Last night's conference call was loaded with growth initiatives like new ad platforms and the push to turn its Yahoo! Mail juggernaut into a social networking beast. The problem is that you're hearing stuff like this every three months out of Yahoo!, yet every quarter finds it falling further behind to Google.

So if Yahoo! knows that its execs are toast -- and head-scratching moves like the rumored hookup with Time Warner's (NYSE:TWX) similarly rudderless AOL stink of "last call" barfly desperation -- is the company even really trying?  

Nothing is as emblematic of Yahoo!'s ineffectiveness as the announcement last night that it will trim "at least" 10% of its workforce. It may seem like a move that is long overdue given the company's chunky cost structure, but with 15,200 employees, the move is really just taking Yahoo! back to where it was with 13,800 hires at the end of the first quarter.

In other words, it's really just asking the dentist to scrape away the plaque that has accumulated over the past six months instead of having its wisdom teeth extracted. I'll insert a dramatic pause here so you can fire back the obvious one-liner about Yahoo!'s wisdom already being extracted.

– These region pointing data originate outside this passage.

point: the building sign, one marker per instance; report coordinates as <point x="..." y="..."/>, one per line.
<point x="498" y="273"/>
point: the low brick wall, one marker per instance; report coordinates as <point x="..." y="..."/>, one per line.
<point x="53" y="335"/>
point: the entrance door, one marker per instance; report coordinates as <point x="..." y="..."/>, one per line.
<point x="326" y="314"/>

You are funny. Yahoo!, unfortunately, is no laughing matter.

My kingdom for a compass
There is strength in Yahoo!'s report. It's just not where you expect to find it. After all, Yahoo! has done nothing but hammer its leadership position in display advertising -- over Google's bread-and-butter search stronghold -- but display advertising is up just 3% over the past year.

Yahoo! beats its chest about how its ad-serving technologies make it an attractive draw to newspaper consortiums and third-party publishers, yet affiliate revenue actually fell by 10% during the quarter.

Where Yahoo! is growing well is in search. Yahoo! came through with a 17% year-over-year gain in search revenue on its owned and operated sites. It's a line item that finally topped display revenue on Yahoo!'s own sites.

Maybe it's time for Yahoo! to embrace its role as a poor man's Google instead of trying to distance itself with its string of display advertising-related acquisitions.

If Yahoo! was smart, it would take that $3.3 billion in cash and marketable securities on its balance sheet and go shopping. Instead of buying display ad networks, it should concentrate on high-traffic sites that draw the audiences made for paid search advertising.

With companies like wedding planning hub The Knot (NASDAQ:KNOT), interest rate watcher Bankrate (NASDAQ:RATE), and car dealer lead generator Autobytel (NASDAQ:ABTL) at rock-bottom prices, just a third of Yahoo!'s cash hoard would be enough to buy all three companies, opening up the door to more lucrative ad outlets.

Then again, lame duck companies don't do that. They sit around and hope that Microsoft comes back, they run off a few extra copies of their resumes, or they keep Googling the term "lame duck company" until they finally lead in something.